Re: Tone Gurus Please Advise! Buzz issue. All info/pictures/diagram included.
I will experiment with this soon and report back. Bit of a hassle lugging the gear around but work the trouble if I find an answer.
By this do you mean unsolder the hot and ground wires coming from the output jack to the volume (removing them from the volume pot, leaving them on the output jack), and unsolder the signal wire for one pickup from the switch and the pickup ground wire from the volume pot case, then attach the pickup signal wire (black) directly to the hot output jack wire, and the pickup ground (green, and shield wire) directly to the output jack ground wire), by passing the volume pot, tone, pot, and switch all together? What about the bridge ground wire? Would that need to be grounded also so the strings are grounded? Sorry i've never heard of this test method before.
My general answer to your questions is "yes".
The idea is to run one pickup at a time. Imagine removing one of the pickups from the guitar entirely, but in this case just disconnecting all of its wires from the guitar. Then, run the pickup that is still attached and see if it buzzes. If it does, then eliminate everything else in the guitar and run it directly to the output jack, with nothing else connected to the output jack. You are correct that normally you need to ground other components, but the purpose of this test is to eliminate all other components from the circuit.
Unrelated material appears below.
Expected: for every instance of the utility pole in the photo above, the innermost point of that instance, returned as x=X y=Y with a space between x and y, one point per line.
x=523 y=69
If a pickup buzzed when connected to the circuitry, and also buzzed when connected only to the output jack, it could still be bridge, so add that to the output jack ground and see if it corrects the problem. If if doesn't correct the problem, then it has to be the pickup or something outside the guitar.
If a pickup buzzed when connected to the circuitry, but did not buzz when connected only to the output jack, then it's in the circuitry. You can add components back one at a time until the buzzing starts.
By the way, I wasn't sure about how your grounded the bridge. Did you run a wire from the output jack to the bridge, or did you connect the output jack to the copper shielding, and then ran a wire from the copper shielding to the bridge? If it's the latter, you could pretty easily just run a temporary wire from the output jack to the bridge to see if it helps.